The MACD is negative and contracting, RSI is neutral, and moving averages are bearish (SMA_200 > SMA_20 > SMA_5). Key support is at $10.309, with resistance at $12.873. The stock is trading near support levels, but no clear reversal signals are present.

The company expressed confidence in returning to growth in 2027+.
Revenue dropped by -0.30% YoY, and gross margin declined by -4.28% YoY. Analysts have lowered price targets due to delayed megaprojects and revenue misses. Technical indicators and trading trends are bearish or neutral.
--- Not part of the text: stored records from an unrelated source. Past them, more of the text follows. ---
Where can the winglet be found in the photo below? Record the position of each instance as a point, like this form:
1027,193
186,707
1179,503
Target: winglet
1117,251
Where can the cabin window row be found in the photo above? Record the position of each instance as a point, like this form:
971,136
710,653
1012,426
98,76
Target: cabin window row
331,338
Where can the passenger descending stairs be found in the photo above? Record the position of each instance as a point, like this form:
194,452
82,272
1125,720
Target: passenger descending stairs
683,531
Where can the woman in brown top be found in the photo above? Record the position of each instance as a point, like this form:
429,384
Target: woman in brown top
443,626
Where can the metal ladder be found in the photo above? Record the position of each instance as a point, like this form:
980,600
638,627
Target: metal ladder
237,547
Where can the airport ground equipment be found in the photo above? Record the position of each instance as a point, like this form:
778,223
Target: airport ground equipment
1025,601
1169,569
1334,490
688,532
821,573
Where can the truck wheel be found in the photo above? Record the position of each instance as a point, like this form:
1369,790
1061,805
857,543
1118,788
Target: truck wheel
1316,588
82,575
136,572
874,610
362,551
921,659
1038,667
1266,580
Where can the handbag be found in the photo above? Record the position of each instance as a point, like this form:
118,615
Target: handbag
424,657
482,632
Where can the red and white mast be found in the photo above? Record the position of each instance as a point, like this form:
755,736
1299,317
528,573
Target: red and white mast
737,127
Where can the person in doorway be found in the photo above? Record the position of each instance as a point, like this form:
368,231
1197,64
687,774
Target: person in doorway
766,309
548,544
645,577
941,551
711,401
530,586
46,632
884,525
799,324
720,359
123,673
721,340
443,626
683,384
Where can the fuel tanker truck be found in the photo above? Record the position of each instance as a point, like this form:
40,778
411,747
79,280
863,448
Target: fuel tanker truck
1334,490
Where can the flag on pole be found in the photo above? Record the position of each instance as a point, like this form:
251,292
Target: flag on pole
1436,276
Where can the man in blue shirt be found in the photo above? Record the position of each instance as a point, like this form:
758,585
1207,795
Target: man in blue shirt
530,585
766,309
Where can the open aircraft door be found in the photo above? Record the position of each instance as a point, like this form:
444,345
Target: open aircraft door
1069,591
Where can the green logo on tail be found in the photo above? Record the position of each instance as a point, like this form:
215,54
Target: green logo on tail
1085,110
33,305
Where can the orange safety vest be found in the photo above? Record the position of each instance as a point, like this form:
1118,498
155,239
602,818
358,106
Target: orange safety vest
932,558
In Q4 2025, revenue declined slightly by -0.30% YoY to $66.87M. However, net income increased by 14.67% YoY to $26.91M, and EPS rose by 25.00% YoY to 0.5. Gross margin decreased to 67.24%, down -4.28% YoY.
Analysts have lowered price targets recently. Seaport Research reduced the target to $16 from $23 while maintaining a Buy rating. B. Riley lowered the target to $12 from $16 and kept a Neutral rating, citing delayed megaprojects and revenue misses.